Solana Price Prediction Turns Bearish as Resistance Rejections Signal Further Drop

Solana price prediction remains bearish as SOL faces renewed downside risk on both higher and short-term charts. Analysts point to two repeating technical behaviors: (1) a “January 2026” style resistance rejection, and (2) weakness after SOL was rejected from the upper boundary of a rising channel. On the higher timeframe and in the short term, SOL keeps failing to break and hold key resistance levels. The article cites a bearish fractal setup: past rallies stalled at horizontal resistance, then reversed into fresh selling pressure. While fractals are not guarantees, the current structure is framed as a mirror image of the earlier breakdown—suggesting sellers still defend those levels. In parallel, another chart shows SOL rotating lower after channel rejection. The expectation is a move back toward the channel mid-range and potentially toward the lower support zone. Traders are advised to watch whether channel support can slow the decline; if it breaks, price could drift further into lower-liquidity areas.
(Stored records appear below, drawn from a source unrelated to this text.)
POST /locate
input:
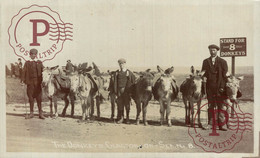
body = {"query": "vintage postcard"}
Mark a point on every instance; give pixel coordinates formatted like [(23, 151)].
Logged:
[(129, 78)]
Overall, Solana price prediction implies recovery attempts are being capped, and downside risk rises unless support zones start holding again.
Bearish
The article’s signals are firmly risk-off: SOL keeps rejecting at resistance and is framed as repeating a January 2026 bearish fractal/channel failure. That combination typically pressures traders to sell rallies rather than chase breakouts. In the short term, channel support is the key trigger. If it holds, SOL may bounce from the lower band instead of the mid-range (where direction is less clear). If support fails, a deeper move becomes more likely because the chart suggests a pathway toward lower-liquidity pockets—often increasing volatility and worsening liquidity. For longer-term behavior, repeated resistance defenses can delay trend reversals and keep SOL stuck in a bearish rotation regime until resistance is reclaimed with follow-through. Similar “failed breakout + channel rejection” patterns in the past usually lead to consolidation lower or stepwise declines rather than immediate recoveries, which is consistent with this bearish framing.